ALEXANDRE SCHWARTSMAN, economista-chefe do Grupo Santander Brasil, doutor em economia pela Universidade da Califórnia (Berkeley) e ex-diretor de Assuntos Internacionais do Banco Central, escreveu na FOLHA DE S. PAULO sobre o “Kiwi tuu”.
QE2 (PRONUNCIA-SE "kiwi tuu"), como ficou conhecido, é a nova tentativa do Federal Reserve (Fed, o banco central norte-americano) de impulsionar a economia dos EUA após sinais de perda de fôlego da recuperação.
Concretamente, consiste na compra de mais US$ 600 bilhões em títulos do Tesouro americano, de preferência com prazo entre cinco e seis anos, de modo a reduzir as taxas de juros dos títulos daquela maturidade.
Em condições normais não é exatamente assim que se opera a política monetária. Na prática, bancos centrais preferem agir diretamente sobre a taxa de juros -quase sempre a taxa overnight (aplicável a empréstimos de um dia)-, comprometendo-se a emprestar e a tomar emprestados recursos à taxa-meta determinada pelos seus comitês de política monetária, isto é, pela compra (ou venda) ilimitada de títulos à taxa-meta.
O Fed já reduziu a taxa de juros overnight para praticamente zero e é impossível reduzi-la ainda mais.
De fato, se um título fosse remunerado a taxas nominais negativas, seus detentores sempre poderiam trocá-los por notas de dinheiro, cujo retorno (zero) seria superior.

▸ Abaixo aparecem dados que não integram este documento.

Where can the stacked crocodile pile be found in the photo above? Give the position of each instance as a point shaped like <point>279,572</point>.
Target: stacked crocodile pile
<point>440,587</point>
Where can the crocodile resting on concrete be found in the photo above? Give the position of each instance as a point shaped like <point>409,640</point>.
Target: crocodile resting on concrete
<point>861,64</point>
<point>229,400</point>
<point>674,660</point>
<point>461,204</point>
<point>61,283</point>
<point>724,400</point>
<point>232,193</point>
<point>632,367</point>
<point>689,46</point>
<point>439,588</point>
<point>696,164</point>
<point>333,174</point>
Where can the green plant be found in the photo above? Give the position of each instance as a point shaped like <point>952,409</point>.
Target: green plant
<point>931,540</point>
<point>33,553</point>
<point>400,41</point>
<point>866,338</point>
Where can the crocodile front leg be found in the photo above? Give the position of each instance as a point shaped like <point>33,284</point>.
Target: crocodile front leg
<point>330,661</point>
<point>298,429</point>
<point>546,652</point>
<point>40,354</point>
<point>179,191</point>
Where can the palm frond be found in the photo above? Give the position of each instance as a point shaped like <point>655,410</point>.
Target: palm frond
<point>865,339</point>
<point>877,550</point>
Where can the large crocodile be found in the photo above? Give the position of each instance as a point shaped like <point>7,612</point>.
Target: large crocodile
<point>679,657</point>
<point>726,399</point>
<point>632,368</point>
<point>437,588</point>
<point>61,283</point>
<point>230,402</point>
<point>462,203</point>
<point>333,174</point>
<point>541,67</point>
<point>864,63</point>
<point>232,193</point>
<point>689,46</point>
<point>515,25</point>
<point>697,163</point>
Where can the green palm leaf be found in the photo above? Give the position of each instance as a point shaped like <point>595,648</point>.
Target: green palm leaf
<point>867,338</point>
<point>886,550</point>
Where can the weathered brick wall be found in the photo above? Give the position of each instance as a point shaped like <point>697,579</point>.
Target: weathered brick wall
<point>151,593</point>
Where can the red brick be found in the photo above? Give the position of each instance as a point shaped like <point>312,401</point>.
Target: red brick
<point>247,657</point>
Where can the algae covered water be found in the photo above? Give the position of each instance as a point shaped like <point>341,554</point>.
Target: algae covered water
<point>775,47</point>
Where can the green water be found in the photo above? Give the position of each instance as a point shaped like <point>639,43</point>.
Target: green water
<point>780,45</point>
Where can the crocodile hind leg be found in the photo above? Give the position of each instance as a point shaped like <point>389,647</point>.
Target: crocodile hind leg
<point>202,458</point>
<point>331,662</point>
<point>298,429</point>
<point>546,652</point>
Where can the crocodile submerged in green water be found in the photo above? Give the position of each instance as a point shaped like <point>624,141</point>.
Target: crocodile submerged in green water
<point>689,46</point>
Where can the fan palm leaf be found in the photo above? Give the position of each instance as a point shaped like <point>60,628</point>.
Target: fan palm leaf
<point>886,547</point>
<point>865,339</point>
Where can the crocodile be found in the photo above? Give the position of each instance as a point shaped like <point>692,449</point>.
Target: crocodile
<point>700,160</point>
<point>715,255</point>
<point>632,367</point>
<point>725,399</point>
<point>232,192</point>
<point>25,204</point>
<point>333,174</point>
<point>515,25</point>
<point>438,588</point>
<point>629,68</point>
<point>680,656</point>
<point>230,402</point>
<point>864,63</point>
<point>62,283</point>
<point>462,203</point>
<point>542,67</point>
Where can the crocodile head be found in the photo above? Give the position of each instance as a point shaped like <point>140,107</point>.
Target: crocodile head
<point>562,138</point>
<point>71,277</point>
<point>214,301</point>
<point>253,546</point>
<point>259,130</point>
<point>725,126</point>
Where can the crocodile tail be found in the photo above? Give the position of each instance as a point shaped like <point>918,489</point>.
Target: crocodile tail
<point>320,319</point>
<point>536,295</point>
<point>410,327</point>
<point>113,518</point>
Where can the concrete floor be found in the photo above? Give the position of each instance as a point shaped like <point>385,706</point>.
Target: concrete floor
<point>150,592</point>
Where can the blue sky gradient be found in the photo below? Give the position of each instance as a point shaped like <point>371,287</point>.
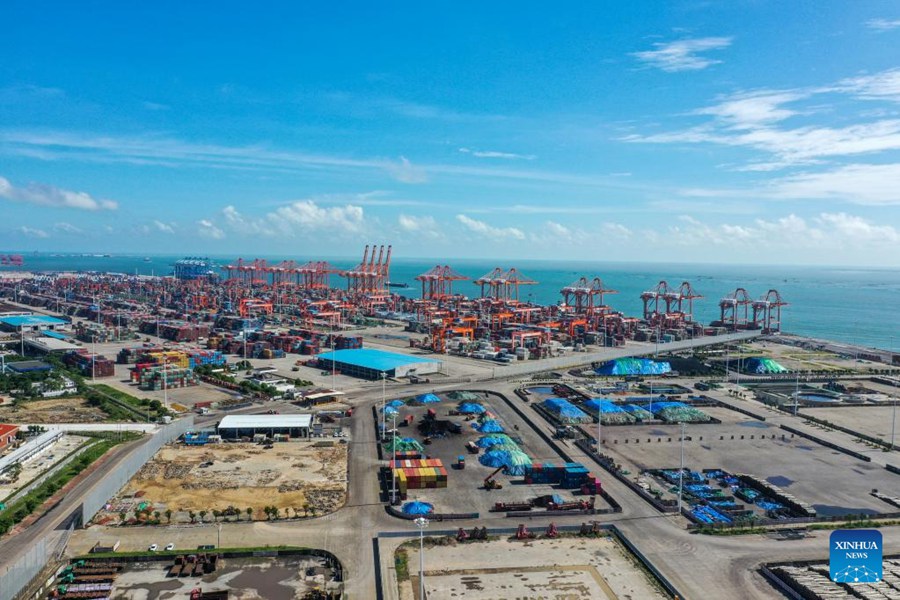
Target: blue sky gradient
<point>751,132</point>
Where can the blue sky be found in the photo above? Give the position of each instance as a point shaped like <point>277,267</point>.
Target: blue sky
<point>751,132</point>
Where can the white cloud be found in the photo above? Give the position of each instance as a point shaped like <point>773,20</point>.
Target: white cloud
<point>857,228</point>
<point>66,228</point>
<point>683,55</point>
<point>482,228</point>
<point>497,154</point>
<point>557,229</point>
<point>406,172</point>
<point>743,111</point>
<point>857,183</point>
<point>48,195</point>
<point>209,230</point>
<point>881,25</point>
<point>32,232</point>
<point>884,85</point>
<point>299,217</point>
<point>422,225</point>
<point>164,227</point>
<point>616,230</point>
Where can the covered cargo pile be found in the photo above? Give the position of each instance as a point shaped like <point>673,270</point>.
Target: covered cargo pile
<point>426,399</point>
<point>763,366</point>
<point>514,462</point>
<point>463,396</point>
<point>565,411</point>
<point>501,439</point>
<point>679,412</point>
<point>633,366</point>
<point>566,475</point>
<point>640,414</point>
<point>471,408</point>
<point>610,412</point>
<point>404,445</point>
<point>427,473</point>
<point>488,426</point>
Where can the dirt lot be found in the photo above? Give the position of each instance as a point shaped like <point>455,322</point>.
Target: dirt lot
<point>287,476</point>
<point>580,568</point>
<point>53,410</point>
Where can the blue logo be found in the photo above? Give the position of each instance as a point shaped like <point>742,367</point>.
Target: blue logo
<point>856,556</point>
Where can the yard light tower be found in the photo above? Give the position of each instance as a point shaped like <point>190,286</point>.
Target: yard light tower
<point>681,471</point>
<point>383,398</point>
<point>421,523</point>
<point>394,471</point>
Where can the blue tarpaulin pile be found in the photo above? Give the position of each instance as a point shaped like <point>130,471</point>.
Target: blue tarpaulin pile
<point>633,366</point>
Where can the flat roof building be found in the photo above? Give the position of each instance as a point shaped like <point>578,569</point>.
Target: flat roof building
<point>370,364</point>
<point>236,426</point>
<point>32,323</point>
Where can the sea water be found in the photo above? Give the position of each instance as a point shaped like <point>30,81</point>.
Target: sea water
<point>837,303</point>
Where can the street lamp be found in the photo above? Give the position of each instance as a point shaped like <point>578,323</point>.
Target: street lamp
<point>393,471</point>
<point>681,472</point>
<point>421,523</point>
<point>383,393</point>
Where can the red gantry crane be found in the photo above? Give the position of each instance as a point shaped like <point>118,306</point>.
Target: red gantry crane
<point>734,309</point>
<point>767,312</point>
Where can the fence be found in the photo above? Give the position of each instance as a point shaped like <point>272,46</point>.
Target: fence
<point>20,574</point>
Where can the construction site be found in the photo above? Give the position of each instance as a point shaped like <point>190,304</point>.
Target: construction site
<point>595,566</point>
<point>237,481</point>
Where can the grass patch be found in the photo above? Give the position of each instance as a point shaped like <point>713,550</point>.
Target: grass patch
<point>401,565</point>
<point>19,510</point>
<point>122,406</point>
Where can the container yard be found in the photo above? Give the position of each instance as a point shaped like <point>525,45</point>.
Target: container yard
<point>292,476</point>
<point>576,569</point>
<point>467,452</point>
<point>831,482</point>
<point>261,310</point>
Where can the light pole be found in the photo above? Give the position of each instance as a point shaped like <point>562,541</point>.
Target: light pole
<point>421,523</point>
<point>681,471</point>
<point>333,361</point>
<point>383,398</point>
<point>394,471</point>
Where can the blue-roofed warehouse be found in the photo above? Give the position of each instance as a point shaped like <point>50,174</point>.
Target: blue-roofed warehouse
<point>370,364</point>
<point>33,323</point>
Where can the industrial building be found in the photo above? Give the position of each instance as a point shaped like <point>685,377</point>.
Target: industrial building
<point>370,364</point>
<point>236,426</point>
<point>31,323</point>
<point>7,434</point>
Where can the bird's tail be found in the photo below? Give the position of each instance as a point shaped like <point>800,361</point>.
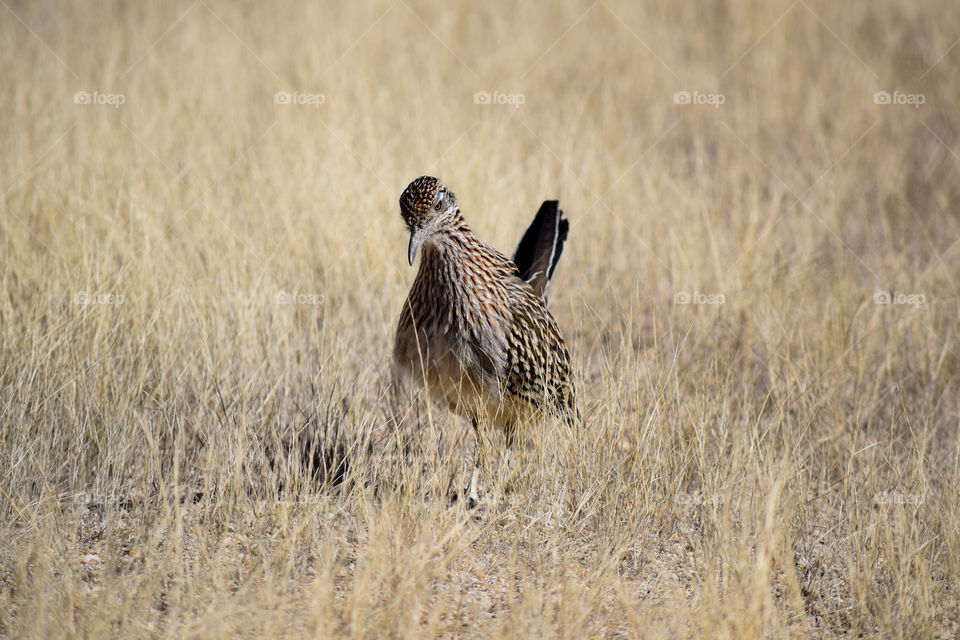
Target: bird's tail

A ocorrência de juro zero, ainda que rara, não é inédita: aconteceu durante a Grande Depressão e, mais recentemente, tornou-se característica da longa crise japonesa. Passou a ser, desde então, objeto de estudos por parte de economistas monetários, entre eles o atual presidente do Fed, Ben Bernanke.
Em 2002, já no Fed, embora não como seu presidente, Bernanke, numa palestra famosa, sugeriu os passos que deveriam ser seguidos para contornar o problema caso viesse (como afinal veio) a se manifestar.
Dizia então que o Fed poderia estender para maturidades mais longas os mesmos procedimentos que usa para fixar a taxa de juros de um dia, isto é, se comprometer a comprar ilimitadamente títulos de, digamos, cinco anos, para fixar seu rendimento.
A bem da verdade, o Fed não foi tão longe na decisão da semana passada, anunciando, em princípio, que sua intervenção está limitada a US$ 600 bilhões até junho de 2011 (que, somados ao reinvestimento dos títulos a vencer, representam compras de aproximadamente US$ 900 bilhões).
Ainda assim, mesmo antes do anúncio da decisão, as taxas de juros dos papéis mais longos se reduziram nos últimos dois meses: houve uma queda próxima a 0,50% ao ano no caso dos títulos de cinco anos. Em outras circunstâncias isso representaria um impulso considerável à demanda interna.
No entanto, não vivemos em condições normais (fosse o caso, não estaríamos discutindo o QE2) e restam dúvidas sérias acerca da disposição de consumidores e de empresas americanos em elevar seus gastos, mesmo com taxas de juros mais baixas, isso para não mencionar a pouca disposição dos bancos (ainda fragilizados) no sentido de aumentar a disponibilidade de crédito.
Em outras palavras, há chances consideráveis de que essa estratégia não funcione, isto é, de que a trajetória da economia com o QE2 seja muito similar à que ocorreria na ausência do QE2.
Isso dito, deve ser claro que, nas atuais circunstâncias, trata-se de um risco que o Fed tem de correr.
Com efeito, o risco maior é o de pecar por omissão e permitir que a fraqueza hoje existente se transforme no temido "segundo mergulho", que poderia levar os EUA ao território deflacionário, com consequências sérias para a economia mundial. À luz disso, só a obsessão equivocada com a taxa de câmbio real-dólar (deixando de lado todas as demais moedas diante das quais o real se depreciou) poderia explicar a reação de certas autoridades.
Ignorando que o QE2 é uma tentativa de acelerar a demanda interna, tal mania os leva a interpretá-la como uma estratégia para desvalorizar o dólar (numa economia em que exportações representam meros 12% do PIB!), enquanto engolem placidamente práticas bem mais deletérias por parte de outros países.